E per non perdere i sogni, li ha fermati con le mani. Ancora non sapeva fossero mani d’artista. Quando ha cominciato a studiare disegno e pittura nelle scuole milanesi, tracciando prima con la matita, poi con i colori e i pennelli, ciò che la sua mente creava.

Vorrei essere quel Luigi Verrino giovane, calabrese a Milano, quando ha capito che le sue mani bruciavano d’ardore, e tremavano se restavano ferme.
Quando da aspirante pittore si è fatto manipolatore di creta, e da quella terra sono nate figure venute da chissà quale angolo remoto della mente.

Perché l’arte, l’ha capito subito, non è solo quella che si crea: è anche quella che si ama.

E così, curioso e appassionato, ha iniziato a cercare opere d’arte.
Prima quelle che trovava. Poi, conoscendo personalmente gli artisti, si è avvicinato alla contemporanea.
Guadagnava bene, con la sua piccola impresa di colori, tessuti e carte da parati. Ma i soldi, come gli aveva insegnato suo padre — un contadino — li gestiva così: una parte per la famiglia e i bisogni, una grande parte per il risparmio e gli investimenti e una piccola parte, ma sempre costante, per l’arte. Per comprare quadri. Per coltivare bellezza. Lo fece così tanto, che un giorno si accorse di non avere più pareti per appenderli. Milano, città dei sogni e dei dané. E lui lì, i suoi sogni, li realizzò. E con i suoi “dané”, creò una collezione.

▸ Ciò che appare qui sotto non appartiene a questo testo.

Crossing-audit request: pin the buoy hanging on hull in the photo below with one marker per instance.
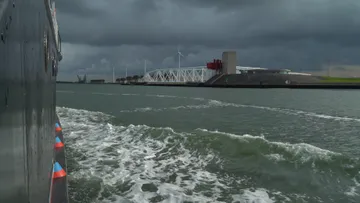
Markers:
(57, 127)
(58, 143)
(58, 171)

Vorrei essere quel Luigi Verrino coraggioso, che — ancora giovane — di fronte alla scelta se diventare un “commendatore” sempre più ricco e importante a Milano, ha scelto di restare sé stesso. Ha scelto l’uomo, non il personaggio.
Il cuore, non il titolo. Il sogno, non il potere. Ha scelto di essere tutto questo qui, tra la sua Zagarise e la nostra Catanzaro. Vorrei essere Luigi Verrino per insegnare ai giovani che ci vuole coraggio non solo a partire, ma a non perdersi.A restare fedeli a sé stessi anche quando il mondo ti chiede di cambiare.A ricordarsi da dove si viene, anche quando si è arrivati lontano.E Luigi Verrino, tutto questo, non lo ha mai dimenticato. Perché la Calabria, la sua Calabria, gliel’ha ben impresso nella memoria del cuore.